Biography
Hallie Watson spends her winters in Halifax and her summers in Mono Township, Ontario. She began her drawing life at the Banff School of Fine Arts when she was 16. She earned a BFA at Mount Allison University and spent a year in the winter painting program in Banff following her graduation. She has work in collections in France, Germany, the U.S. and Canada. Hallie is represented by Zwicker’s Gallery in Halifax, NS and by Jo Beale Gallery in Glen Margaret, NS. You can see more of her work on her website, www.halliewatson.com
Artist Statement
It takes four to eight hours to make a landscape in the Park. Sitting somewhere in the wild growth, I shuck the city and acclimatize to the rhythms of nature. The sun is on my skin. There are the sounds of wind through the leaves, and squirrels tell me they see me. Chickadees sometimes land on my drawing board. Crows call. The ocean is blazing and sparkling with sunlight. It’s so bright I can’t look at it. The waves are in constant rhythmic motion. The tide comes in. The sun moves across the sky. I can smell the earth and leaves. There is imperceptible movement; the green process of chlorophyll, the upward twisting of bark and branches. These natural movements of growth are always there, a background of life, a gently humming wavelength, that is largely unnoticed in city living.
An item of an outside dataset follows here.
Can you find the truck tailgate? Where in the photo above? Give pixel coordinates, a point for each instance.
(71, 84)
Many people visit the Park. Leased from the Queen for a pound a year, it is a special element of Halifax that is cherished by its inhabitants and shared by joggers, walkers, dogs, children, talkers, baskers, readers, and thinkers. They walk along the civilized paths and roads, that are tamed lines carved through natural disorder.
In 2003, hurricane Juan rolled over the park, making open spaces where there had been dense forest, and a tangle of fallen trunks where shaded trees once grew. It has been 10 years since then and the regrowth is well under way. Some of the old pines survived and stand tall still, watching over the quick emergence of the new generation of trees coming up amongst the fallen branches. What were initially tiny trees are taller now, over our heads, and the circle is complete, the green creative growth balancing the past destructive forces of the storm.